Scandal of museum threat

First they took the trains. Now they want to take the museum that celebrates their invention away. What a way to mark the 50th anniversary of the Beeching report which did for a third of Britain’s railway lines. One suspects that even the old axeman would be outraged.

The fact that there is even the remotest possibility that the National Railway Museum in York, along with the two other less well known museums in Manchester and Bradford, could be closed is a scandal that must be nipped in the bud.

The railways are a British invention which spread rapidly around the world.  The Manchester Museum of Science & Industry in fact houses the original station built for the world’s first major railway, the Liverpool & Manchester which opened in 1830. The NRM is one of the country’s most successful museums precisely because people have an understanding of that heritage and Britain’s role in developing an invention which, for nearly a hundred years, was the principal mode of transport for journeys of any distance.

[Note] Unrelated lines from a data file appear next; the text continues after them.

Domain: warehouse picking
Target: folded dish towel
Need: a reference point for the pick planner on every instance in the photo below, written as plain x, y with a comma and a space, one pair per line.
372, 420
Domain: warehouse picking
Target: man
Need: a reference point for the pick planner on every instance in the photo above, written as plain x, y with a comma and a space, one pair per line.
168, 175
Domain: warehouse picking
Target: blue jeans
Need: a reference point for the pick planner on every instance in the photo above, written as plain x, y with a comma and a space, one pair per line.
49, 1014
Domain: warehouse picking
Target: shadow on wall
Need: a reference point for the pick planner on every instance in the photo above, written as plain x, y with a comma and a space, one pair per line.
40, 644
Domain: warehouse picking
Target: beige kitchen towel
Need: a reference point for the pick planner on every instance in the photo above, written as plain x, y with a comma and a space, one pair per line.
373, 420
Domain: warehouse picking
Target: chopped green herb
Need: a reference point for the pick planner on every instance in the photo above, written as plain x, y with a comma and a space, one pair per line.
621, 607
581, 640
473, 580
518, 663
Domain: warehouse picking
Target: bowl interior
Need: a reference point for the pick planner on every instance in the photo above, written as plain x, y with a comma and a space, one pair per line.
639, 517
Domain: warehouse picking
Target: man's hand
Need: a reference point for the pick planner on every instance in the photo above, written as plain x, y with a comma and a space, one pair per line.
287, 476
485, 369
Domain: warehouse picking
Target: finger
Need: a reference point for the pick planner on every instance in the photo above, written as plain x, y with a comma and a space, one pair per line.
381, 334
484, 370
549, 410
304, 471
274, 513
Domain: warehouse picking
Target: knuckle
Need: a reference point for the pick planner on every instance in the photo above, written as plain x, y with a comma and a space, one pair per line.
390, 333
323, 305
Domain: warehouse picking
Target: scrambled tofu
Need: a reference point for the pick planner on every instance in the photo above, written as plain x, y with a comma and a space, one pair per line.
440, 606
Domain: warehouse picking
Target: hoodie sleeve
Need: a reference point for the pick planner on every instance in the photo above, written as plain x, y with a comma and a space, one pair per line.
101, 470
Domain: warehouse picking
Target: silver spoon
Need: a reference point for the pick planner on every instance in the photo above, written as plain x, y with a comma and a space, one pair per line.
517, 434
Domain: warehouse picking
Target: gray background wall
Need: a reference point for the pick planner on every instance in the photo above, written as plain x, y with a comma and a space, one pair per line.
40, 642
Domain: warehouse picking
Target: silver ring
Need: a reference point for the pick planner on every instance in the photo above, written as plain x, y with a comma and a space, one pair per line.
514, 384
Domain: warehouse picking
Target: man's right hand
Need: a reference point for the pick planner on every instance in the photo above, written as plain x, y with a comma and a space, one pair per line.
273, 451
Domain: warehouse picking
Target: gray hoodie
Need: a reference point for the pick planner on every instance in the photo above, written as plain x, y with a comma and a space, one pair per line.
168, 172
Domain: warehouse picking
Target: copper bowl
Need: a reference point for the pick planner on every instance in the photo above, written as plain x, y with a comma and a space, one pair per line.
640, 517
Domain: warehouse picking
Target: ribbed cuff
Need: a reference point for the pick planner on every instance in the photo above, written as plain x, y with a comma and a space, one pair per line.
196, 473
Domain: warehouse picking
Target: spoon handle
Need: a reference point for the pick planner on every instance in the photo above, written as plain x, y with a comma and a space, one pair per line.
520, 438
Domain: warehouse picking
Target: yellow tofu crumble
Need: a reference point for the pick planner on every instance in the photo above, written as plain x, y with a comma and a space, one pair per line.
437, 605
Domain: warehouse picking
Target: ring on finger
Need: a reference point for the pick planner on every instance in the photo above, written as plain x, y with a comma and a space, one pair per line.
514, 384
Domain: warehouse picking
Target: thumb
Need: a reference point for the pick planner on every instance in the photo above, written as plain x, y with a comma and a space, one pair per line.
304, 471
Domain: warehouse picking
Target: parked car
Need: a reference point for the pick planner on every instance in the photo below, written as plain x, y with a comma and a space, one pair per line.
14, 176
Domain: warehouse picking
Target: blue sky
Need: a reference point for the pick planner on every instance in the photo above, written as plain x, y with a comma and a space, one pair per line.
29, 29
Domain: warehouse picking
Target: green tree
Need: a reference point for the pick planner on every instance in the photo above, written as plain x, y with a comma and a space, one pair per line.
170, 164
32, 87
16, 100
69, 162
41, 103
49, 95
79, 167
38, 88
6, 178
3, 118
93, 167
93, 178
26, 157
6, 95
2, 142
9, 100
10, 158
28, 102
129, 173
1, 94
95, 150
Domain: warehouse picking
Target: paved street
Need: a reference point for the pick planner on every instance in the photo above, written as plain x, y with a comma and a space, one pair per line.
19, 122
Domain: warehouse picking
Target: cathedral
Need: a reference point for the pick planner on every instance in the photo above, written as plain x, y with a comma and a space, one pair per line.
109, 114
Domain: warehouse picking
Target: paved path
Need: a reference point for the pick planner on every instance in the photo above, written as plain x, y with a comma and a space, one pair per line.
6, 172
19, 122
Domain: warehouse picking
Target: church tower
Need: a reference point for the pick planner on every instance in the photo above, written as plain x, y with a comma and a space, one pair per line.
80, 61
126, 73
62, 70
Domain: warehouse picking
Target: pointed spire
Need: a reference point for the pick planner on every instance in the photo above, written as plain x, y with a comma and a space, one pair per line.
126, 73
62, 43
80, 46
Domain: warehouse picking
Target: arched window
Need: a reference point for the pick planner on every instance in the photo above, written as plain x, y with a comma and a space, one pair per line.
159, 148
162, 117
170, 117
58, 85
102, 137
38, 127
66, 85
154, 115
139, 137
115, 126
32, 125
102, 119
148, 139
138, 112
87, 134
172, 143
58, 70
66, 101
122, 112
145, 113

The NRM is most assuredly not just a place for trainspotters to snap their favourite locomotive. Quite the opposite. It is a fantastically well designed museum that shows the place of railways in a wider social context and demonstrates their importance in history.

That role can hardly be exaggerated. Before the advent of the railways, most people’s lives were confined to a very small area round their town and village. The railways opened up the world and remarkably, within twenty years of the inauguration of the Liverpool & Manchester, Britain had more than 5,000 miles of line, an absolutely remarkable achievement in the pre-mechanised age.

No other country in the world would think of jettisoning its heritage in such a cavalier way. In the end, the railways saw off Beeching because they survived and thrived. So must the National Railway Museum.